Bastimenti d’inchiostro si distingue anche per il suo vasto apparato di note e riferimenti bibliografici che dimostra l’accuratezza della ricerca condotta dall’autrice, la quale attinge a un ampio spettro di fonti che spaziano dalla letteratura classica e moderna alla storiografia dell’emigrazione e all’antropologia culturale, offrendo al lettore un apparato critico robusto e articolato. La bibliografia è ricca e aggiornata, includendo testi fondamentali sul tema dell'emigrazione italiana e contribuendo così a consolidare l’importanza di questo lavoro nel panorama degli studi sull’emigrazione.

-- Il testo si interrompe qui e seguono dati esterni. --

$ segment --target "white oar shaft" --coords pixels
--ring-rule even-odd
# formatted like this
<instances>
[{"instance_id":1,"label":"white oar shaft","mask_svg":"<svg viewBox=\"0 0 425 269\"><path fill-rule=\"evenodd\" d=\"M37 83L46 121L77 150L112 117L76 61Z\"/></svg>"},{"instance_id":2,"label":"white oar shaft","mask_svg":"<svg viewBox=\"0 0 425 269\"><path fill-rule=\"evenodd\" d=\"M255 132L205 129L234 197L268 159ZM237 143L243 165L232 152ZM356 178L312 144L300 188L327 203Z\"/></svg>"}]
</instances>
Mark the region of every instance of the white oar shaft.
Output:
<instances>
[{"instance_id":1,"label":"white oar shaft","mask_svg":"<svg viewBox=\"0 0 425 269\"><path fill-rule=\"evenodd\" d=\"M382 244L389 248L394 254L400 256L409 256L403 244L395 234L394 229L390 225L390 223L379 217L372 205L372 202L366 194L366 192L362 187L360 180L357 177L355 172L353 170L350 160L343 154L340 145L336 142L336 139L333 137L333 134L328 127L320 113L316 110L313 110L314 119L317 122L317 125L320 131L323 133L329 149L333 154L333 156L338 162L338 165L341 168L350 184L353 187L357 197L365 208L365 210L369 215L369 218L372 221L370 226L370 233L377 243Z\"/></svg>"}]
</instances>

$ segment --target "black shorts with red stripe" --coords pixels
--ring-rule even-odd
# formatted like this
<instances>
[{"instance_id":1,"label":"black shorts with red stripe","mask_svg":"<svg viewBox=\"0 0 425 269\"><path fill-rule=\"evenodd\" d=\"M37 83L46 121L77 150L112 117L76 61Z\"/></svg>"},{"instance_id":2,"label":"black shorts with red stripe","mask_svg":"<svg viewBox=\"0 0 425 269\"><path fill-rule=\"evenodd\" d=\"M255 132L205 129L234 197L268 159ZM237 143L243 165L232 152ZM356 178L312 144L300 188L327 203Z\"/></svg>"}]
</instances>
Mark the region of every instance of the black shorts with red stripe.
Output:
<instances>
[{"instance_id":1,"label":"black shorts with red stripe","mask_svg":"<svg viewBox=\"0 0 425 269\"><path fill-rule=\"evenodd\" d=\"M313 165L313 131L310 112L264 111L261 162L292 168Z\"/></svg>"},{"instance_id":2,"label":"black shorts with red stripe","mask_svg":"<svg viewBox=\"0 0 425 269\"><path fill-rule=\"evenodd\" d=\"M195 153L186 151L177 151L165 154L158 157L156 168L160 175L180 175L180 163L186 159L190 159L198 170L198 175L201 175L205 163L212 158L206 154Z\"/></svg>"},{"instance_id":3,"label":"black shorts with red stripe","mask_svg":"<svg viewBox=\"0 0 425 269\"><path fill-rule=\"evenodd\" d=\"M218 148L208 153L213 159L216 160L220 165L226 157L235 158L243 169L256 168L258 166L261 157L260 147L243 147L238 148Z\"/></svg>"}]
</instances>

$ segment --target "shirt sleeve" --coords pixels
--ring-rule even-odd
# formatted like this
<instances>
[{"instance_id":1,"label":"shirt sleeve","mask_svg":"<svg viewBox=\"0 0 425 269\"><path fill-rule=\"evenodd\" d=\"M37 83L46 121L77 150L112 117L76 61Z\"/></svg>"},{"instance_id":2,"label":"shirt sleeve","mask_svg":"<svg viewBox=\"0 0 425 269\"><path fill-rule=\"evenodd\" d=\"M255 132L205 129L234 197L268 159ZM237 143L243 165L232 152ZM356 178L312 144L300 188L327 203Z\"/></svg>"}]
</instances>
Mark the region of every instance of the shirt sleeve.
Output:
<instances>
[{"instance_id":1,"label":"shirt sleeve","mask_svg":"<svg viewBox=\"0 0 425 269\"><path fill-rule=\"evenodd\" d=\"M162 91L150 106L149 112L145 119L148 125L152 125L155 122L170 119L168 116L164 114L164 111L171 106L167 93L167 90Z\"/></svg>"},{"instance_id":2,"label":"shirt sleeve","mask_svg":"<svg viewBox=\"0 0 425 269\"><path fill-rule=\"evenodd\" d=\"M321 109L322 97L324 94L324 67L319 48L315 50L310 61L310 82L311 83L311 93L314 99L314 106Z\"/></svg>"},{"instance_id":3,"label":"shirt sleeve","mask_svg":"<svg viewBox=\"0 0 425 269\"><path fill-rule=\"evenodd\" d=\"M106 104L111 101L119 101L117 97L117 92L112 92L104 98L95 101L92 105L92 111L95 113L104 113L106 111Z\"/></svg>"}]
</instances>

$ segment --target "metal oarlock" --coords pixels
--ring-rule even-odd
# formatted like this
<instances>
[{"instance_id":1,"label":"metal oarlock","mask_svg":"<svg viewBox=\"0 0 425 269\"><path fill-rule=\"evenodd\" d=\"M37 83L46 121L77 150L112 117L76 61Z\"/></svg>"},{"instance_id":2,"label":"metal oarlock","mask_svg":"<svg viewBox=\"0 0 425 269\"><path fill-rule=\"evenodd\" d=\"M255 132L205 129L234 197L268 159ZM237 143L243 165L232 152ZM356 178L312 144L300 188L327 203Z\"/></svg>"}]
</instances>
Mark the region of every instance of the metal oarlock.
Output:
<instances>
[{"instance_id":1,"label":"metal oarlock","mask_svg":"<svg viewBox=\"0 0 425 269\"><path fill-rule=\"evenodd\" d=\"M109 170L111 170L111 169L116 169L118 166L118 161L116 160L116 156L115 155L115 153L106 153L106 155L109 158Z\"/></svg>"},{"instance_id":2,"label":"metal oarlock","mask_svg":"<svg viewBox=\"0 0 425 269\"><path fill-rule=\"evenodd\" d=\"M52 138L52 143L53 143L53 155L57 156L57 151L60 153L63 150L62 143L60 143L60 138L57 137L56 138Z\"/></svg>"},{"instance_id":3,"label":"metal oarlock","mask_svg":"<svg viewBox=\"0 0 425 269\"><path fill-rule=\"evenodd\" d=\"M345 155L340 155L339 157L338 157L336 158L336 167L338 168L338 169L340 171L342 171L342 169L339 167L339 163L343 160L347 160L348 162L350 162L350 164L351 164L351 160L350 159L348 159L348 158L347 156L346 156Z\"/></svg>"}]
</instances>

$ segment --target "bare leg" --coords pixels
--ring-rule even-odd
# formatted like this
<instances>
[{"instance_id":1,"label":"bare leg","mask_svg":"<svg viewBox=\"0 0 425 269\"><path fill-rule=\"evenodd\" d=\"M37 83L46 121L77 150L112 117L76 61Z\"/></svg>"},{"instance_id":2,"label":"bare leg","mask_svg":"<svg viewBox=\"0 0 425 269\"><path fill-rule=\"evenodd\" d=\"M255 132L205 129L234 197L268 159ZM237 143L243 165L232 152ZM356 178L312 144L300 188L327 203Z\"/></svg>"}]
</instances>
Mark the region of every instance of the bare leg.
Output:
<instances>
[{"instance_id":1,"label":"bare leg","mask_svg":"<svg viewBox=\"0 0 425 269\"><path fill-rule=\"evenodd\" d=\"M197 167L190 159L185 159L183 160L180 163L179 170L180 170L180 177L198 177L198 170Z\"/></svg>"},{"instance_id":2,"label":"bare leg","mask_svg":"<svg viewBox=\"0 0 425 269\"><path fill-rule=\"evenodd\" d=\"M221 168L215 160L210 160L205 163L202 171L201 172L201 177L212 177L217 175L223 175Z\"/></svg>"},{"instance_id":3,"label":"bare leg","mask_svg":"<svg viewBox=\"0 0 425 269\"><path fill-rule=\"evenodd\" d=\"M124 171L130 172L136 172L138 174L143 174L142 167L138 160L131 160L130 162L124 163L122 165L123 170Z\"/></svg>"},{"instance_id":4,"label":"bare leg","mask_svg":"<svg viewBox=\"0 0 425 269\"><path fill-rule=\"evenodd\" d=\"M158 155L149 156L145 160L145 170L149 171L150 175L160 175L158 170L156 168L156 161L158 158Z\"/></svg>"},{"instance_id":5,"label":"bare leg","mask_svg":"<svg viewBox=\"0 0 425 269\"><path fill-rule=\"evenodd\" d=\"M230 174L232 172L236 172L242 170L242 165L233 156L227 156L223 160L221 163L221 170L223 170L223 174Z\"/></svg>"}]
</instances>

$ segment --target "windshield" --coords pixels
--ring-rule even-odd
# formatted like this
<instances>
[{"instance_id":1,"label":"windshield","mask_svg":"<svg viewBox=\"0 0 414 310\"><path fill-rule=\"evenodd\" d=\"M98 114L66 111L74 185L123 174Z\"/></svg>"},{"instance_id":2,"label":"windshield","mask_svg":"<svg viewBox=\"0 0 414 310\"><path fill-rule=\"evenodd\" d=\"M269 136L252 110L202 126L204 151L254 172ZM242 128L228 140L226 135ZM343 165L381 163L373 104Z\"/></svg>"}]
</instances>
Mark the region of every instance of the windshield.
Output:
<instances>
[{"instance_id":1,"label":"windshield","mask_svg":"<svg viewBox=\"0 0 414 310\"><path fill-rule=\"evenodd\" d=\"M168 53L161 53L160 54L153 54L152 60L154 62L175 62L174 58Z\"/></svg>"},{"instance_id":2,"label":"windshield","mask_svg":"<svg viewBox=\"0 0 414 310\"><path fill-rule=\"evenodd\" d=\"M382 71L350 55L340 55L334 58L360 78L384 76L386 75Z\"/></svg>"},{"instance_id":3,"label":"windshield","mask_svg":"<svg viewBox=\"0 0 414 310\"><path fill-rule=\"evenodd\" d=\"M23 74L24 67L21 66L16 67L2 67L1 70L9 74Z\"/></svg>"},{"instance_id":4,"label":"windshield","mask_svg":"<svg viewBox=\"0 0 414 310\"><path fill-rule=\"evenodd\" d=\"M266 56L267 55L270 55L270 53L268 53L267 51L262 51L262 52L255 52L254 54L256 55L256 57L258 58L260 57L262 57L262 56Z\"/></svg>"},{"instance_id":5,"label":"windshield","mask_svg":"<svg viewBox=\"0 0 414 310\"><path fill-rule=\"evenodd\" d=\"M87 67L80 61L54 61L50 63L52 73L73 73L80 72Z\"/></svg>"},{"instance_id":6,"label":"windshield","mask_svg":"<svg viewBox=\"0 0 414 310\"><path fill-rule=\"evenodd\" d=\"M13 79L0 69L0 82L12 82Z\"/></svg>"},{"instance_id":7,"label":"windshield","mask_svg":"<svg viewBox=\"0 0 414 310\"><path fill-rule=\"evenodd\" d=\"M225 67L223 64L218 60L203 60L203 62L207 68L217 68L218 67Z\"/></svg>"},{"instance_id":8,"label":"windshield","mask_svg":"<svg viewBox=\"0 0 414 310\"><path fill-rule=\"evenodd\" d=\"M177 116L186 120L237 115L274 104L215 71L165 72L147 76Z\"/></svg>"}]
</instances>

Bastimenti d’inchiostro è dunque un contributo fondamentale per chiunque voglia approfondire la relazione tra letteratura e migrazione; rappresenta un significativo passo avanti nello studio di un fenomeno che ha segnato profondamente la storia culturale e sociale dell’Italia e degli italiani all’estero. Il libro non solo arricchisce il dibattito accademico su questo tema, ma offre anche al grande pubblico un’opportunità per comprendere meglio le implicazioni culturali di un fenomeno che ha plasmato l’identità italiana nel mondo. Mazzucchelli ci invita a ripensare l’emigrazione non come un capitolo chiuso del passato, ma come una realtà ancora viva, le cui tracce e ripercussioni si riflettono nella letteratura, nella cultura e nell’identità contemporanea.